Wouldn't call it a meltdown they are just playing a really good team that stops them doing the things they need to do to be effective. They can high-post James because the warriors have the athleticism to gaurd him with Green or Iguodala and then help & recover/zone up the weak-side against the shooters and if the Cavs try and run high pick and roll they just switch everything so there is no rotations to leave to an open Frye or Smith. This means is degenerates into isolation 2's which is always going to be less efficient, and playing smaller this year without mozgov they aren't getting as many offensive boards. Defensively they are performing as expected with Love & Kyrie getting torched in pick & roll with no rim protection to help once they are beat.
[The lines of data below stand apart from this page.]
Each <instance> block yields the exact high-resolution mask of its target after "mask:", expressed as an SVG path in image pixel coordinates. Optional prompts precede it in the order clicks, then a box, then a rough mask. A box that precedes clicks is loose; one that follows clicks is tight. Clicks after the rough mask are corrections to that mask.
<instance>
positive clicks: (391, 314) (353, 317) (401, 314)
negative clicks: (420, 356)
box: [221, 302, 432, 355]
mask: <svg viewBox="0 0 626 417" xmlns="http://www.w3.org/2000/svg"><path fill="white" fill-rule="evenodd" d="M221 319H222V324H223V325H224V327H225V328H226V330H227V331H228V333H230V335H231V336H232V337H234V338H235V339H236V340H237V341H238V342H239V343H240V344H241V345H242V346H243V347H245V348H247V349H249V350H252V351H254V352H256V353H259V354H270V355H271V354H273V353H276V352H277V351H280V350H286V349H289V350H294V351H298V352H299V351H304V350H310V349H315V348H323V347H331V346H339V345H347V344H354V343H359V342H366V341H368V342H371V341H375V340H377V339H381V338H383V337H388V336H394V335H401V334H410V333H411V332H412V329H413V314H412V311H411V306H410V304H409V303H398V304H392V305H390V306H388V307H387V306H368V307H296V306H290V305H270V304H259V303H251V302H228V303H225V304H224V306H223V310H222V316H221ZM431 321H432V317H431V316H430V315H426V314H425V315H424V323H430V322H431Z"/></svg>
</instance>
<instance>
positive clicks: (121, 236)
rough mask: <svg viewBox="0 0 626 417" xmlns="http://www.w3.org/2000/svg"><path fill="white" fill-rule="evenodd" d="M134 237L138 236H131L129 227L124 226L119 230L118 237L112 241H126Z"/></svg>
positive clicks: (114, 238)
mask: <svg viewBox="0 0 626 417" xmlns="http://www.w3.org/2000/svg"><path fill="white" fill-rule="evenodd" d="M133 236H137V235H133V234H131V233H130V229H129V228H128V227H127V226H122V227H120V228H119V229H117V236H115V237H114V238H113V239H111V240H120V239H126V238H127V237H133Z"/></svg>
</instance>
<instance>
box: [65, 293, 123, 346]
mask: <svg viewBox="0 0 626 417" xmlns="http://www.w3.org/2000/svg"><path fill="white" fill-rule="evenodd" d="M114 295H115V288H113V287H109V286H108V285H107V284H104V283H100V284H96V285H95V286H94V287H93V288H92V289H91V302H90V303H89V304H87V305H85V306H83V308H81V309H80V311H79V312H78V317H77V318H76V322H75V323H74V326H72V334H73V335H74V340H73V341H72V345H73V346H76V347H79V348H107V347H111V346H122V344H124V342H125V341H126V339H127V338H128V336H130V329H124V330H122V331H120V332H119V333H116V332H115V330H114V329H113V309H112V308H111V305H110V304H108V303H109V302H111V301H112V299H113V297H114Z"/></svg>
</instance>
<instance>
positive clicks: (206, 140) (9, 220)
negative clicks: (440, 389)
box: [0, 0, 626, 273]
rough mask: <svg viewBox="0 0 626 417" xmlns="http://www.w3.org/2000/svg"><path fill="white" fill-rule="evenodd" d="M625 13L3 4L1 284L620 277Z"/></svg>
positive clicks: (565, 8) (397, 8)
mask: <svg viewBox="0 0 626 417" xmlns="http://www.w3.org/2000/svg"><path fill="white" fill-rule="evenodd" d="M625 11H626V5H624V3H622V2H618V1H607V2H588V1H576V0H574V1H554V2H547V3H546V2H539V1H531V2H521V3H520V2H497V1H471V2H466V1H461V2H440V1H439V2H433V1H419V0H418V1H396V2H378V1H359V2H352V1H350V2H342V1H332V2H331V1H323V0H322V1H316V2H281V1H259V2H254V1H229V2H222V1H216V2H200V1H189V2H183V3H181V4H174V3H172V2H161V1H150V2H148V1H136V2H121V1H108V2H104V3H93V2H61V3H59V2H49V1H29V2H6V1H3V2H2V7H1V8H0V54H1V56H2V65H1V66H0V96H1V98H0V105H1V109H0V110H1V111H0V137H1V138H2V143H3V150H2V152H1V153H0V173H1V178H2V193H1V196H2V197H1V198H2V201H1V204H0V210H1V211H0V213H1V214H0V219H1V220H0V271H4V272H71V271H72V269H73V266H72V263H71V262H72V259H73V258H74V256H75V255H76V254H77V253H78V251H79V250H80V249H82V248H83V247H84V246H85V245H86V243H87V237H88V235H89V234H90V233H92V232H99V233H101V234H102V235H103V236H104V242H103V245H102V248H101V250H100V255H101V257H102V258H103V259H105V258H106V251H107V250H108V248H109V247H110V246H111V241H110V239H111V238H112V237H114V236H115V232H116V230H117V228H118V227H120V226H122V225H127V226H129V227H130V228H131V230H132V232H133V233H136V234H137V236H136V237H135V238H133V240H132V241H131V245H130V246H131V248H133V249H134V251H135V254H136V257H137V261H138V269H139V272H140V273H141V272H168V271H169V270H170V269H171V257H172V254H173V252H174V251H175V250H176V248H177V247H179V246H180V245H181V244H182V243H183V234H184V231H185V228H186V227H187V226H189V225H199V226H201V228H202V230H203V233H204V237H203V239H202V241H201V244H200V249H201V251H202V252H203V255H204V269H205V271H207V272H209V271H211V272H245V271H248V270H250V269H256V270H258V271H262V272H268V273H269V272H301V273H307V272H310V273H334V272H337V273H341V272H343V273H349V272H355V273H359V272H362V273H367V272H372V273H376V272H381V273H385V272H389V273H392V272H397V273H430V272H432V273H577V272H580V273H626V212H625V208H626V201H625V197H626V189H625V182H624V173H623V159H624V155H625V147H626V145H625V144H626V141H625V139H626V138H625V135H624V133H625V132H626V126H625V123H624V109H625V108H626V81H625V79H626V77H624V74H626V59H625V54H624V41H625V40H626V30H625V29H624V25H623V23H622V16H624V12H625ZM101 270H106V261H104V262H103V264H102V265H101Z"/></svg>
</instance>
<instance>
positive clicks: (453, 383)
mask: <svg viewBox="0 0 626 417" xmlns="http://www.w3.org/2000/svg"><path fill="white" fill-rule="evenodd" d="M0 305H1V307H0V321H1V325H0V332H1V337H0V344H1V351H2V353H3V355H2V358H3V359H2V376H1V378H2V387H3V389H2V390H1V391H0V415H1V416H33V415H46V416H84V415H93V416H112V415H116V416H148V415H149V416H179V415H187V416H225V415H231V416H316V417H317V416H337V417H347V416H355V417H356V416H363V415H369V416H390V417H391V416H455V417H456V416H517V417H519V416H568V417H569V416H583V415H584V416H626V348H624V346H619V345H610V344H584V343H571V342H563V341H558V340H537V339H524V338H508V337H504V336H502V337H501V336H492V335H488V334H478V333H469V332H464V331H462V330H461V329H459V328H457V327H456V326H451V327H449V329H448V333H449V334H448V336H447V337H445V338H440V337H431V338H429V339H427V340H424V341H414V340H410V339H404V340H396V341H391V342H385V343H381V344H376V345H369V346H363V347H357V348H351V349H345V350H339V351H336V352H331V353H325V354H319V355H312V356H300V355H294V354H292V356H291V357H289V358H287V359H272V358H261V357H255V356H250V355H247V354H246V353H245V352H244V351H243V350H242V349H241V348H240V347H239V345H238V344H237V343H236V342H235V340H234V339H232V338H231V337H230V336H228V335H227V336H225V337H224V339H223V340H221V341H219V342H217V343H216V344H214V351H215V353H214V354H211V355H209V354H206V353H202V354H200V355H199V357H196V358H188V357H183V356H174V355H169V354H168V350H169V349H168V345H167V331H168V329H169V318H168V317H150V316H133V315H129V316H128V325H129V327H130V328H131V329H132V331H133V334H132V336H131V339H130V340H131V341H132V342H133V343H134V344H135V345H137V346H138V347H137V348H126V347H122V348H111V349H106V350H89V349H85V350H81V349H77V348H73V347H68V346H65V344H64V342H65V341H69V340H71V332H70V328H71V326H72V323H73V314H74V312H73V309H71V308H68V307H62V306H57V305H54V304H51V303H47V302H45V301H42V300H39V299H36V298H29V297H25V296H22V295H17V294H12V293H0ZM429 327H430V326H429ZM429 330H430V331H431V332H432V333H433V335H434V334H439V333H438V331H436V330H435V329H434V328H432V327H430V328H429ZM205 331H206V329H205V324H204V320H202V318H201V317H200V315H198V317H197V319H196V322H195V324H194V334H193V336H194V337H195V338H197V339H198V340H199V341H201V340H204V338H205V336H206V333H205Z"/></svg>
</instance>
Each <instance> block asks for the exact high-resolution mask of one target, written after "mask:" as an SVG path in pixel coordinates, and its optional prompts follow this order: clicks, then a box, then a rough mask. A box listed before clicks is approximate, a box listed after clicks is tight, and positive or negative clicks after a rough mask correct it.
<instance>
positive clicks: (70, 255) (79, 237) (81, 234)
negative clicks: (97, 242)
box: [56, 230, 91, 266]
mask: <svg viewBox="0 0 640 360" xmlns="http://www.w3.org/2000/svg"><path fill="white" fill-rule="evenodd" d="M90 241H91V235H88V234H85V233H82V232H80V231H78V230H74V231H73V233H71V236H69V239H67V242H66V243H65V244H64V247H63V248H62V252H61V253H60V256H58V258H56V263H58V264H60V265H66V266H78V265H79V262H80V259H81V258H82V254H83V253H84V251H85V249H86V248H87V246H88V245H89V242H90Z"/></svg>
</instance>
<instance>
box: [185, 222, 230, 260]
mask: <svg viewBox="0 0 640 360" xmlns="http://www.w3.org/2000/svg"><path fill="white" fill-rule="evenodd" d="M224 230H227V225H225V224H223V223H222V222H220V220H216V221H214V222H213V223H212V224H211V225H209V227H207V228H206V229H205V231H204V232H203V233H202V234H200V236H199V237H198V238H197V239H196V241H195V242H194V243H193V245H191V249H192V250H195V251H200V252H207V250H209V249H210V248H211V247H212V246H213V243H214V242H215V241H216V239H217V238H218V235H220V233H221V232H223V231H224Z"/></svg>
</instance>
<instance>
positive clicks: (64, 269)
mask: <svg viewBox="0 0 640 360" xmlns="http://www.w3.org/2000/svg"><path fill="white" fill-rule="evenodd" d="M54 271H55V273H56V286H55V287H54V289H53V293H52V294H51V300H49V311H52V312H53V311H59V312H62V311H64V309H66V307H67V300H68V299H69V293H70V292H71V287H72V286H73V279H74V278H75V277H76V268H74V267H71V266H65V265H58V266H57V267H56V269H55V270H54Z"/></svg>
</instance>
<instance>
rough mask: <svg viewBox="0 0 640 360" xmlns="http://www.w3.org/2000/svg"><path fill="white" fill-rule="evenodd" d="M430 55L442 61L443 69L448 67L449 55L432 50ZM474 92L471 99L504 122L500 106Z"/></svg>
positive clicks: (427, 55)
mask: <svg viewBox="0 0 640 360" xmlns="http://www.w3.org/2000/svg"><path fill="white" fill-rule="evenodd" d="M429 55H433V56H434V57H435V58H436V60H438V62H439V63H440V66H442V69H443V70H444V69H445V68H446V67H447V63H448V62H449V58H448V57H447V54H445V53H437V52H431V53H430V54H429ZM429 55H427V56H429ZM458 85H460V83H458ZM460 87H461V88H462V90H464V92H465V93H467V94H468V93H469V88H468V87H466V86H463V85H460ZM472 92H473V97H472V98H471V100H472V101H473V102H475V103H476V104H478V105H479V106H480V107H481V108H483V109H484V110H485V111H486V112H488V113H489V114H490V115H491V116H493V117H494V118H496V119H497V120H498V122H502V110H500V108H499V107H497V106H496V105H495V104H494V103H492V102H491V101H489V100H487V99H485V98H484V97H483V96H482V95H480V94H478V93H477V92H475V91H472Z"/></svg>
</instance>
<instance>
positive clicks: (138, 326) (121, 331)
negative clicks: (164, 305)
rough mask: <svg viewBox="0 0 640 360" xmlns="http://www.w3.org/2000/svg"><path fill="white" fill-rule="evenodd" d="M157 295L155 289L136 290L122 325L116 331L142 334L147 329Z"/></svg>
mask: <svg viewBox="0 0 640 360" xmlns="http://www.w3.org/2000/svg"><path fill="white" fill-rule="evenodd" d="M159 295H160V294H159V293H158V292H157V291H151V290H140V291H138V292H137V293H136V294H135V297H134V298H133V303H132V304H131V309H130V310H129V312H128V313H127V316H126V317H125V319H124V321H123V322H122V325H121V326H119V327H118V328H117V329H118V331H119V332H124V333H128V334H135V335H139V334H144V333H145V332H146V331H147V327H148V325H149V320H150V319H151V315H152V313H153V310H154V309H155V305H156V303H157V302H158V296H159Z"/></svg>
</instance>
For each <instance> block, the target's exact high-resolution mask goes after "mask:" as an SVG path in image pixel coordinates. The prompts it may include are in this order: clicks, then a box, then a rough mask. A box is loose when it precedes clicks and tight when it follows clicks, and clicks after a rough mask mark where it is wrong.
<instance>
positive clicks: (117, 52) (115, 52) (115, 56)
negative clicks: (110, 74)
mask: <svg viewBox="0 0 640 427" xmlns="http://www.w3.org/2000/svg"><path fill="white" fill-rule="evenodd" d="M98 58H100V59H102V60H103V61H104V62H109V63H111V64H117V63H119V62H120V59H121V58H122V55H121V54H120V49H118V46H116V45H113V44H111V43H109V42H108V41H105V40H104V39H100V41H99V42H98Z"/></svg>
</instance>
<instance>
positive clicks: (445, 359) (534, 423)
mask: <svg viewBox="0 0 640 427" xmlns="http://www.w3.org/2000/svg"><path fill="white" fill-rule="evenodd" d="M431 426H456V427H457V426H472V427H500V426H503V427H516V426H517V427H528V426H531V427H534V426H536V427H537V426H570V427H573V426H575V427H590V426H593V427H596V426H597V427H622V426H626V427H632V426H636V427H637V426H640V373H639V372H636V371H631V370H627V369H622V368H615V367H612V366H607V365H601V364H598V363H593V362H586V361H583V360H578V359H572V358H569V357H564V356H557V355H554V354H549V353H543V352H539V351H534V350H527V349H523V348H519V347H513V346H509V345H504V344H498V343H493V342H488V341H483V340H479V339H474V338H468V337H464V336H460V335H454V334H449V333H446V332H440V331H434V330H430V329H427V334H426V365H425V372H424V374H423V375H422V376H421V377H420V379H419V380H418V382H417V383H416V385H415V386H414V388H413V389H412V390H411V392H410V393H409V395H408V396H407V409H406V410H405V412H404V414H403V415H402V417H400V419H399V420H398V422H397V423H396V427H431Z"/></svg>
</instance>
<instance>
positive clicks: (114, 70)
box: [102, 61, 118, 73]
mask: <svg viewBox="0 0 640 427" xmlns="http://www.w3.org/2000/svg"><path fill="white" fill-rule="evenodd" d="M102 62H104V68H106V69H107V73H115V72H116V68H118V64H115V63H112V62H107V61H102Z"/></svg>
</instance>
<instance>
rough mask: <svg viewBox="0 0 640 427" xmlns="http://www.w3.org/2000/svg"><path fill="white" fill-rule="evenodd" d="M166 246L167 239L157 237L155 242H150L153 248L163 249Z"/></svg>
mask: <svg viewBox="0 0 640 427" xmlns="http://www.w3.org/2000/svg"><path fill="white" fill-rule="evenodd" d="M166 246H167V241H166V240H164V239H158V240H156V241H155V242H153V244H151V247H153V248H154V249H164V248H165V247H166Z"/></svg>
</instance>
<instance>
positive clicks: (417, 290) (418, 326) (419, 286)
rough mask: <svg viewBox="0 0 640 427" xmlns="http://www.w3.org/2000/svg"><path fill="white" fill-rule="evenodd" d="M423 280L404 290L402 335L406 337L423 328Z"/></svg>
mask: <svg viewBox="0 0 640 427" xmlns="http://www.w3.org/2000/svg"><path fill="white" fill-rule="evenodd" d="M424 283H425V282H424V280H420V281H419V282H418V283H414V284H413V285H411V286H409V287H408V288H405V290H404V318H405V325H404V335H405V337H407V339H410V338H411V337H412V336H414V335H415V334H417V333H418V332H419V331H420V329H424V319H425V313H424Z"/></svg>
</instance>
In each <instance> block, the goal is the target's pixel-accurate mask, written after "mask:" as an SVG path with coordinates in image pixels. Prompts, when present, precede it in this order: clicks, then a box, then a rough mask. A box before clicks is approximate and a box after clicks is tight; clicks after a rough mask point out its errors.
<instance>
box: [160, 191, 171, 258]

The warriors have the smarts and ball movement to exploit the poor defensive help rotations and lack of commitment on that end (which isn't a finals new problem). Anyone who was expecting anything different to this was sold fools gold by the fact they were able to light up toronto, detroit and atlanta for heaps of 3's.

2016-06-07T00:50:30+00:00

Squidward

Roar Rookie


The finals don't start til you win an away game. Cavs in 7 ;)

2016-06-06T22:02:53+00:00

josh

Roar Rookie


As an aside, have the Cavs changed their style from the Playoffs to the Finals? I've only seen bits on the TV, the rest from play by play and twitter. But most Cavs offensive possessions seem to be hurried. It's never a 1 on 1 play but it is one man against several warriors players. Then the play seems hurried no one is willing to wait for a teammate. So a rushed shot gets off, bounces out and rebounded by the Warriors. And why they bother playing a 1-3-1 zone is beyond me. The Warriors aren't a drive to the bucket type of team. Half court press from the tip off.

2016-06-06T19:49:09+00:00

joe

Guest


Trading Wiggins away for Love 2 yrs ago seemed a bad idea to me at the time.Love is highly overrated IMO.But now that trade has far surpassed the "bad idea" category. Wiggins is on the verge of becoming a superstar player in this league for the next 7 or 8 years.Love was brought in to "win now" but he is a complete liability out there. The whole Wiggins for Love trade was pushed thru because thats what Lebron wanted.So for him to complain now about supporting cast or whatever is ridiculous. Cleveland will win a game at home in next 2 contests,if for no other reason they get a whole lot of calls from the refs.Its in the NBA's best interests to keep this series alive for 6 or 7 games. But I see no way this Cavs team walks into Oracle Arena & steals a game.